Let's be honest: AI voice agents are genuinely the future of outbound at scale. But Vocodia isn't the company that'll deliver that future. A vendor with $1,339 in cash can't guarantee uptime, support, or product development next quarter - let alone next year. We've seen enough vendors flame out mid-contract to know what that looks like for the teams left holding the bag.
If you're building an outbound stack, it helps to map the full workflow end-to-end - from sales prospecting techniques to lead scoring to the actual dialer.
Alternatives Worth Considering
Ringg AI is the pick if you want transparent per-minute pricing and an enterprise-ready AI calling platform. At $0.10/min for usage tiers and $0.06/min at enterprise scale, you know exactly what you're paying. Skip it if you need an all-inclusive monthly plan with bundled minutes.

Autocalls takes a different approach with all-inclusive monthly tiers starting at $34/mo. Everything's bundled in a way that avoids BYOK-style add-ons. The trade-off is less enterprise customization than Ringg AI, but for most teams running standard outbound plays, that won't matter.
Talkdesk is the established CCaaS vendor in the room, starting at $85/user/month. It's a full contact center platform with AI features bolted on, not a pure AI voice agent. If you already run a contact center and want AI augmentation without ripping out your stack, Talkdesk makes sense. For teams that just want an AI caller, it's overkill.
If you're comparing calling vendors, it can also help to benchmark adjacent stacks like Dialpad alternatives and MightyCall alternatives.


Opaque pricing and $1,339 in cash aren't the only vendor risks in outbound. Bad contact data burns through your dialer budget and tanks deliverability. Prospeo's 98% email accuracy and 7-day data refresh mean your outbound stack - voice or email - starts with contacts that are real, current, and reachable.
Don't let bad data be the next vendor risk in your outbound stack.
Should You Buy Vocodia in 2026?
Not yet. Until Vocodia publishes transparent pricing, produces verified customer results, and demonstrates financial stability beyond $1,339 in cash, signing a contract is a risk most teams shouldn't take. Look at Ringg AI or Autocalls for the voice agent piece, and build your outbound data foundation with a provider you can actually verify.

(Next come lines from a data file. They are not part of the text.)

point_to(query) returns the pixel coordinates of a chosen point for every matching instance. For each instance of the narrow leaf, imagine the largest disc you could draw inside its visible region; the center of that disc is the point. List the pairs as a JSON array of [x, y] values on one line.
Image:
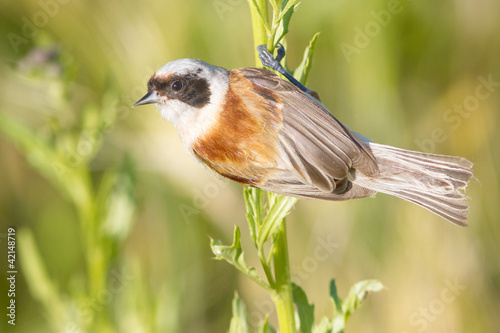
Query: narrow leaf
[[265, 328], [278, 210], [261, 15], [239, 323], [301, 73], [304, 309], [337, 302], [233, 254], [324, 326], [358, 294]]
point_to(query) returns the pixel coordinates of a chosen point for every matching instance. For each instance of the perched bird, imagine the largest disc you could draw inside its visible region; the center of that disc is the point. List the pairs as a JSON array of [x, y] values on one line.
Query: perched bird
[[251, 126]]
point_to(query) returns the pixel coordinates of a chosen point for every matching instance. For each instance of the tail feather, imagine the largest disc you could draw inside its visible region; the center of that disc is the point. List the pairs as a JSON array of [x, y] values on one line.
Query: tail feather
[[428, 180]]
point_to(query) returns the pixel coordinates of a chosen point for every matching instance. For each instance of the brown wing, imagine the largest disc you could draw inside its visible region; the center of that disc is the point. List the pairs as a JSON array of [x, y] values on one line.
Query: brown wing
[[316, 149]]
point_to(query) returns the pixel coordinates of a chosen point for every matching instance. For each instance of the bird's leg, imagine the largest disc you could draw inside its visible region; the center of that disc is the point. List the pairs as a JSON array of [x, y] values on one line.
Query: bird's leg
[[268, 60]]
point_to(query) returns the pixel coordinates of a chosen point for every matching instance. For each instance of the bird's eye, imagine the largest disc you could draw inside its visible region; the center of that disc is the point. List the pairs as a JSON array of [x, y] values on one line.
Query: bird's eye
[[177, 85]]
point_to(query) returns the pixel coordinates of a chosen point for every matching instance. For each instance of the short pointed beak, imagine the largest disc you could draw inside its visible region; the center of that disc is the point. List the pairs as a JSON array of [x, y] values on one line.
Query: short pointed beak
[[149, 98]]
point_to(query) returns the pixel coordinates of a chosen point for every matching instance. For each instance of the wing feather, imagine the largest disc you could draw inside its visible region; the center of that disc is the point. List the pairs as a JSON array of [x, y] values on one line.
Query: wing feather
[[318, 151]]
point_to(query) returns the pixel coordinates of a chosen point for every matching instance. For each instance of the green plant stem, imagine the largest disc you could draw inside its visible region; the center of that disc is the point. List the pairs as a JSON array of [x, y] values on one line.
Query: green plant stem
[[281, 285], [258, 26], [282, 296]]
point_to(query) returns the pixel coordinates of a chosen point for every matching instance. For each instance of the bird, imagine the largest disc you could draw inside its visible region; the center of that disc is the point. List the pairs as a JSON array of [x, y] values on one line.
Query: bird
[[253, 127]]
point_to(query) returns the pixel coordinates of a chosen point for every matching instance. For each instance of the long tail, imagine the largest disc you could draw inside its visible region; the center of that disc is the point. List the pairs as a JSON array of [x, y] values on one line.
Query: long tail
[[429, 180]]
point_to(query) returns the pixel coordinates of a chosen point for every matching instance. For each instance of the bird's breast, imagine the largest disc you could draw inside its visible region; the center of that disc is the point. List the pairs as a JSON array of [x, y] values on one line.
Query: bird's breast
[[242, 143]]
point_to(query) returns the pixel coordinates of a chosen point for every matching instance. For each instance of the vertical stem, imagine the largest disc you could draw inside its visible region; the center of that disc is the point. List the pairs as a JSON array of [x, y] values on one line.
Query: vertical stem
[[283, 296], [258, 27]]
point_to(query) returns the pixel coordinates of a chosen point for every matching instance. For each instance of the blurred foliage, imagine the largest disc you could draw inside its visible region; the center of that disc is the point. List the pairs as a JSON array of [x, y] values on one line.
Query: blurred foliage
[[69, 72]]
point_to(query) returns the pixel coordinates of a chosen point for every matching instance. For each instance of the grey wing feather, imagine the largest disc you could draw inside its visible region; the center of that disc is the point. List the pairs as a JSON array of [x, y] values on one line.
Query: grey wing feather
[[315, 145]]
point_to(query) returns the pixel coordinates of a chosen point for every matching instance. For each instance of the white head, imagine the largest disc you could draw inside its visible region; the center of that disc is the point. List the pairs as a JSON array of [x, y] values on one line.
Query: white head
[[188, 93]]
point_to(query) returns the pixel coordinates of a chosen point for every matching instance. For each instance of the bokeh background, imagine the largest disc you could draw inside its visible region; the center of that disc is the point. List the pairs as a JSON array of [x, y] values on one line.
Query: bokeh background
[[113, 218]]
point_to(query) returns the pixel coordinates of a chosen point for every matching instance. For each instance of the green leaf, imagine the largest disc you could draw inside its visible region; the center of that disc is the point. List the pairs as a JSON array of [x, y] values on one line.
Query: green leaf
[[239, 323], [304, 309], [233, 254], [261, 15], [301, 73], [358, 294], [337, 302], [284, 20], [117, 202], [324, 326], [279, 207], [254, 201], [265, 328]]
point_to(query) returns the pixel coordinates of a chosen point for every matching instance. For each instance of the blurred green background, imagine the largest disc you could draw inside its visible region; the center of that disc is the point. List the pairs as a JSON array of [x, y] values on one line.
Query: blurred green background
[[410, 74]]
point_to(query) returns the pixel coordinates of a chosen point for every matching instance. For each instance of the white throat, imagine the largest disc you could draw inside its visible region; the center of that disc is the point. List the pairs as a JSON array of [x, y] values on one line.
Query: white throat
[[192, 122]]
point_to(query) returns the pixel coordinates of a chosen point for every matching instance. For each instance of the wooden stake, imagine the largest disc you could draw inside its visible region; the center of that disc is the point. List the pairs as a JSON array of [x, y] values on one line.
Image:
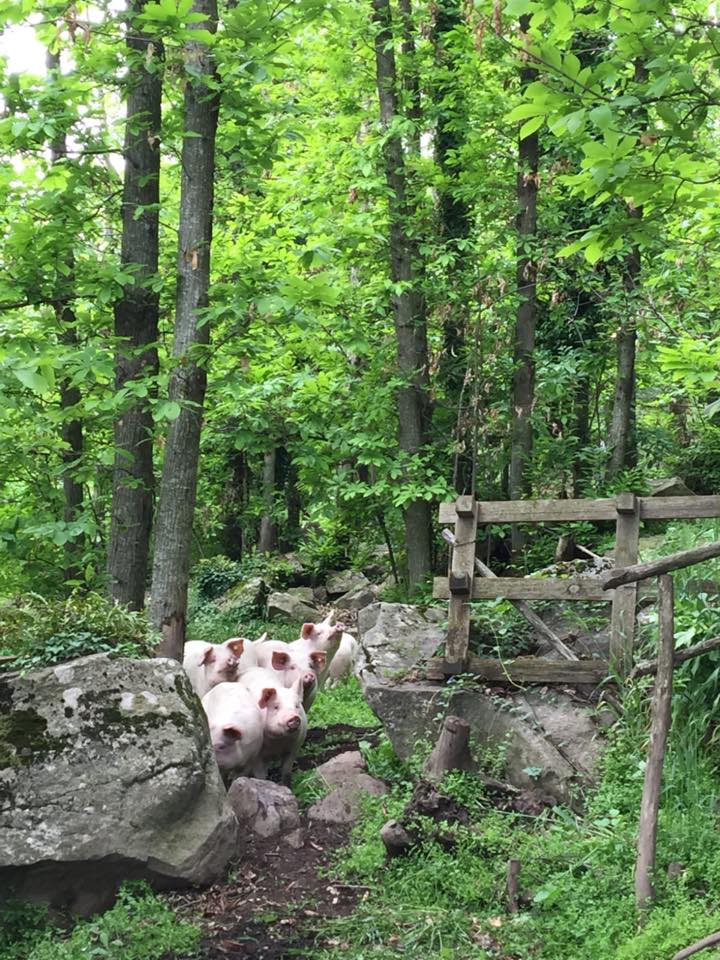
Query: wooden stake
[[522, 607], [451, 752], [661, 710], [513, 872]]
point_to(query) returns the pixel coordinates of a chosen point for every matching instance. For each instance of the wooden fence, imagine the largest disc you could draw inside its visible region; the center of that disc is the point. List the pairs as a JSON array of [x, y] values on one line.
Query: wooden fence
[[469, 579]]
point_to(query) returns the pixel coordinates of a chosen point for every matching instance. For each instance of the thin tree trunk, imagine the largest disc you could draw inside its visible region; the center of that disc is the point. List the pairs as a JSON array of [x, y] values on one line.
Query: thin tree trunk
[[72, 427], [449, 98], [622, 426], [408, 304], [268, 528], [171, 563], [523, 387], [622, 432], [136, 322]]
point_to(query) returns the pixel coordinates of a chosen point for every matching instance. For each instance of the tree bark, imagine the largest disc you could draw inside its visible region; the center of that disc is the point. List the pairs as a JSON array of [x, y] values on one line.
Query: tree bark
[[450, 103], [268, 528], [72, 427], [407, 300], [171, 562], [622, 439], [661, 714], [136, 322], [523, 386], [452, 750]]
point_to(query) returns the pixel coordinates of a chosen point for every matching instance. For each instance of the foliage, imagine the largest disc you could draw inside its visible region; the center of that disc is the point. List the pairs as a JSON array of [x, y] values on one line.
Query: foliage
[[343, 703], [41, 632], [138, 927]]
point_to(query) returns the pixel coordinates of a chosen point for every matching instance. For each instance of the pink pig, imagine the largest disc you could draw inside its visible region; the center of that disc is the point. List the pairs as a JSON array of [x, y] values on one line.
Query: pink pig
[[236, 726], [292, 664], [208, 664], [341, 647], [284, 720]]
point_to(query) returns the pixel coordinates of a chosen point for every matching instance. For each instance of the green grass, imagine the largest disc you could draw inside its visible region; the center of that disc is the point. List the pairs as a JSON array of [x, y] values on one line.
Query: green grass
[[342, 704]]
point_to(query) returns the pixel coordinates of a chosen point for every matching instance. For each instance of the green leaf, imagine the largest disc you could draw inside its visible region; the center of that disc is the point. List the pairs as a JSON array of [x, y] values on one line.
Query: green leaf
[[527, 129]]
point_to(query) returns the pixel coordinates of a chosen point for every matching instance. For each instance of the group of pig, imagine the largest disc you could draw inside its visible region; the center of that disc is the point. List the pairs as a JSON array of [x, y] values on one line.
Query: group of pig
[[256, 694]]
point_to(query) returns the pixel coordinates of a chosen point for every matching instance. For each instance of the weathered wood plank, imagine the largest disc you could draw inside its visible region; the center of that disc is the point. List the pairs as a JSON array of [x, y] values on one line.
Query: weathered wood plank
[[522, 607], [674, 561], [462, 569], [678, 508], [659, 728], [535, 511], [529, 588], [622, 617], [542, 511], [532, 670]]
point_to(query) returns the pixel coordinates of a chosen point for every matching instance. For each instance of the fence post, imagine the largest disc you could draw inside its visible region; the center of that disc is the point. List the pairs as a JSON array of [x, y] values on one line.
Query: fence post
[[661, 714], [462, 570], [624, 598]]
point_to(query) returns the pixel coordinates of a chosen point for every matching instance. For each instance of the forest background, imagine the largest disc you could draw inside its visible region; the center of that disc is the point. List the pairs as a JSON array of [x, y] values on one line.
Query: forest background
[[454, 246]]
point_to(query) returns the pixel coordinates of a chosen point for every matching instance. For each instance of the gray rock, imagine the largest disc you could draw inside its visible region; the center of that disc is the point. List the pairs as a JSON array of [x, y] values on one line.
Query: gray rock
[[347, 775], [284, 606], [343, 581], [107, 774], [342, 768], [249, 594], [263, 808], [395, 636], [357, 599], [670, 487], [550, 743]]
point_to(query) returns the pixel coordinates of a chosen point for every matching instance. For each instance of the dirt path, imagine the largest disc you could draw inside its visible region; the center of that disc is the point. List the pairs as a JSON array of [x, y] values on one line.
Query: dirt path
[[274, 902]]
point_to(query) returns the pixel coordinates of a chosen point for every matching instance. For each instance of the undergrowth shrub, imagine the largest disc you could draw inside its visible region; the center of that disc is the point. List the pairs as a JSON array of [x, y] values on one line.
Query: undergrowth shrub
[[42, 632], [138, 927]]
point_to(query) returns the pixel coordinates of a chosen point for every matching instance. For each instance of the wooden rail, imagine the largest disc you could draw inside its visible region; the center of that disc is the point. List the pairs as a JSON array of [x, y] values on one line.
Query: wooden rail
[[468, 579]]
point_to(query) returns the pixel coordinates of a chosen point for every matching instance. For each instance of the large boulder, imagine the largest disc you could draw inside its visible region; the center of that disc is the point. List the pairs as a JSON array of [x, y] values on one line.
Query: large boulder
[[250, 594], [548, 740], [291, 609], [343, 581], [107, 774], [396, 636]]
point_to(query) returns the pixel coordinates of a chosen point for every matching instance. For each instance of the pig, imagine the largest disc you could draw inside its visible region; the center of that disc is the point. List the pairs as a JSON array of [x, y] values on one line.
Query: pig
[[236, 726], [341, 647], [291, 664], [284, 720], [208, 664]]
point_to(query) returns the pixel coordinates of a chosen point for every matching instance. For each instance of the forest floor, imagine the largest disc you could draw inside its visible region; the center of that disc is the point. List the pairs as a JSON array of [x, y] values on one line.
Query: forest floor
[[275, 900]]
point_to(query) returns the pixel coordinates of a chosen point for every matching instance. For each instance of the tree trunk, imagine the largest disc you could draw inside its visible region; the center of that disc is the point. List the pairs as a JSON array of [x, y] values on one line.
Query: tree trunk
[[407, 300], [449, 100], [523, 387], [136, 322], [72, 427], [268, 528], [622, 426], [188, 381]]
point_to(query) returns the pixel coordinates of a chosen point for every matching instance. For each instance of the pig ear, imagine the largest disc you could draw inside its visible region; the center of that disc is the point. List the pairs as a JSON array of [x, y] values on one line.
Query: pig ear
[[268, 694], [280, 659]]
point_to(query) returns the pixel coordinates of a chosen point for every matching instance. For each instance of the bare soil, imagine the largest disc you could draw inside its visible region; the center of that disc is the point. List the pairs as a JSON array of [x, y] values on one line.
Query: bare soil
[[275, 900]]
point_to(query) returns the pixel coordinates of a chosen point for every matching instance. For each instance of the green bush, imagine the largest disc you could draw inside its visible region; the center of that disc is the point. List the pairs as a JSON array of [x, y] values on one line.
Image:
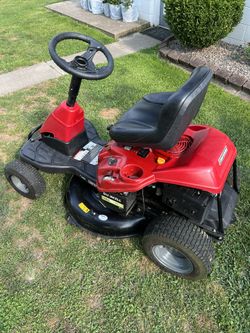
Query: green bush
[[200, 23]]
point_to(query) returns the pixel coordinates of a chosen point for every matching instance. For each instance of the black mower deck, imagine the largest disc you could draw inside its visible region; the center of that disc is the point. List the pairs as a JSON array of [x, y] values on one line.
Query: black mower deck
[[45, 158]]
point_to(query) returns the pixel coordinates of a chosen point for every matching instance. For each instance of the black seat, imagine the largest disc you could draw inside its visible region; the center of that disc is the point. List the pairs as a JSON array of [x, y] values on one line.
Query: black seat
[[158, 120]]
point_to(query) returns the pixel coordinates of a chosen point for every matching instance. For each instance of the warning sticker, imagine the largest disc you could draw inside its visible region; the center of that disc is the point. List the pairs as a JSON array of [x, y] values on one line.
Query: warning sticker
[[83, 207], [89, 153]]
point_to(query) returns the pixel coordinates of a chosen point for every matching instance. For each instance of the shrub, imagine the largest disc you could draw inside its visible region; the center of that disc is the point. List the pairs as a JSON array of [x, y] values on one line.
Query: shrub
[[247, 53], [200, 23]]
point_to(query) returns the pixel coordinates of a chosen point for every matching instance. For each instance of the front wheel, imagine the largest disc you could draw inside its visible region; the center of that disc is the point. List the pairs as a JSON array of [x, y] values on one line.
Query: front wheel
[[178, 247], [25, 179]]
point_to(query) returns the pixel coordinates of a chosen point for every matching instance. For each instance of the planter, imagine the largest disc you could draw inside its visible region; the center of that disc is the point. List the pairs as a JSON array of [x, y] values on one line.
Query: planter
[[115, 12], [106, 10], [130, 14], [84, 4], [96, 6]]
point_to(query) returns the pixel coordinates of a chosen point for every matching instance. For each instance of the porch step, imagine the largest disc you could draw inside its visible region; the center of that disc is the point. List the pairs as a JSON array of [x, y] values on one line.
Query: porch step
[[112, 28]]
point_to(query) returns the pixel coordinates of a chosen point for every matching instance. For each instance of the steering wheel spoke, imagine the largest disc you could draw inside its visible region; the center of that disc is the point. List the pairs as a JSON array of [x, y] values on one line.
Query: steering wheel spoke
[[82, 66]]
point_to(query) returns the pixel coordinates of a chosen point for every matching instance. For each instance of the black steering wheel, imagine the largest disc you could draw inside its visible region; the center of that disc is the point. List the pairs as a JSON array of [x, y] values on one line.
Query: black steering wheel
[[82, 66]]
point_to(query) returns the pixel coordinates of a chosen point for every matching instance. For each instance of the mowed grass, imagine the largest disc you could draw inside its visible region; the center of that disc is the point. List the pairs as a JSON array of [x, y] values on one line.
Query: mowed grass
[[56, 278], [27, 26]]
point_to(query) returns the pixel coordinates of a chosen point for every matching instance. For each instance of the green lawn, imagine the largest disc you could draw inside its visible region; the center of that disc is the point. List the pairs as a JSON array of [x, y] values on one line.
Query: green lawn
[[55, 278], [27, 26]]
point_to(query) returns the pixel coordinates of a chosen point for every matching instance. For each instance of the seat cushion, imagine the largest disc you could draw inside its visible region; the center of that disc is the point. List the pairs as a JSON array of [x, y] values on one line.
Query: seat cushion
[[140, 124]]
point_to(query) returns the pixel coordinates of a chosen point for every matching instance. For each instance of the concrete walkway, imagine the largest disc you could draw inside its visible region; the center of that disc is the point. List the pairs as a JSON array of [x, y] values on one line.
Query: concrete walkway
[[32, 75], [116, 29]]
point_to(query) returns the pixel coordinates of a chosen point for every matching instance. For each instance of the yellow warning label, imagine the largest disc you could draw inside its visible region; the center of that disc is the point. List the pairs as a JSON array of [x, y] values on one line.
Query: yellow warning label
[[113, 202], [83, 207]]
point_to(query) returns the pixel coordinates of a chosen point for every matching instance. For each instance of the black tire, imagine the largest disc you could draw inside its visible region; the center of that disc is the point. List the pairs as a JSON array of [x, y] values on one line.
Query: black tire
[[179, 247], [25, 179]]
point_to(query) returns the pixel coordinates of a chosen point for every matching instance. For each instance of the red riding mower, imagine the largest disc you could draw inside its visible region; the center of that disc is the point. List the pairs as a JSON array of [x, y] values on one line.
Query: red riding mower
[[160, 177]]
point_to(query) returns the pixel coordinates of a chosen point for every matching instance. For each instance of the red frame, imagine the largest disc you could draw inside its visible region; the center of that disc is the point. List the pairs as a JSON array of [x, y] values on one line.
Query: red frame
[[204, 165]]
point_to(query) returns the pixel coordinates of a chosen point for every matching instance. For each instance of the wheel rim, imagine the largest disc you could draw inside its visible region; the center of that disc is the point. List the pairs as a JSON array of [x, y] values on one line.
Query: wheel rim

If you're tightening the rest of your outbound motion, pair calling with sales follow-up templates and a clean data layer via data enrichment services.
FAQ
Is Vocodia DISA a legitimate product?
DISA exists as a working AI voice agent - a Reddit user who called the demo line described the voice quality as "really good." But Vocodia has no verified customer reviews on G2, Capterra, or TrustRadius, and a Glassdoor review from a former Marketing Director is titled "Fake Technology." The technology may work, but there's no independent proof of customer ROI.
Why doesn't Vocodia publish pricing?
Vocodia uses a "customized plans" model with no public tiers, per-minute rates, or calculators. This isn't unusual among early-stage AI voice vendors, but competitors like Ringg AI ($0.10/min) and Autocalls ($34/mo) publish pricing openly. Opaque pricing combined with $1,339 in reported cash makes it harder to evaluate total cost of ownership.
What are the best Vocodia alternatives in 2026?
Ringg AI offers transparent per-minute pricing starting at $0.10/min, while Autocalls bundles everything into monthly plans from $34/mo. For the data layer, Prospeo provides 300M+ profiles with 98% email accuracy and 125M+ verified mobiles at roughly $0.01 per email - essential for any AI calling workflow.
Is Vocodia financially stable enough to trust as a vendor?
No. Vocodia's Q1 2025 10-Q filing shows $1,339 in cash against $3.28M in current liabilities. The company was delisted from Cboe in September 2024, and share count ballooned from 22.7M to 1.26B in roughly 15 months. These are serious going-concern indicators for any team evaluating a multi-year vendor commitment.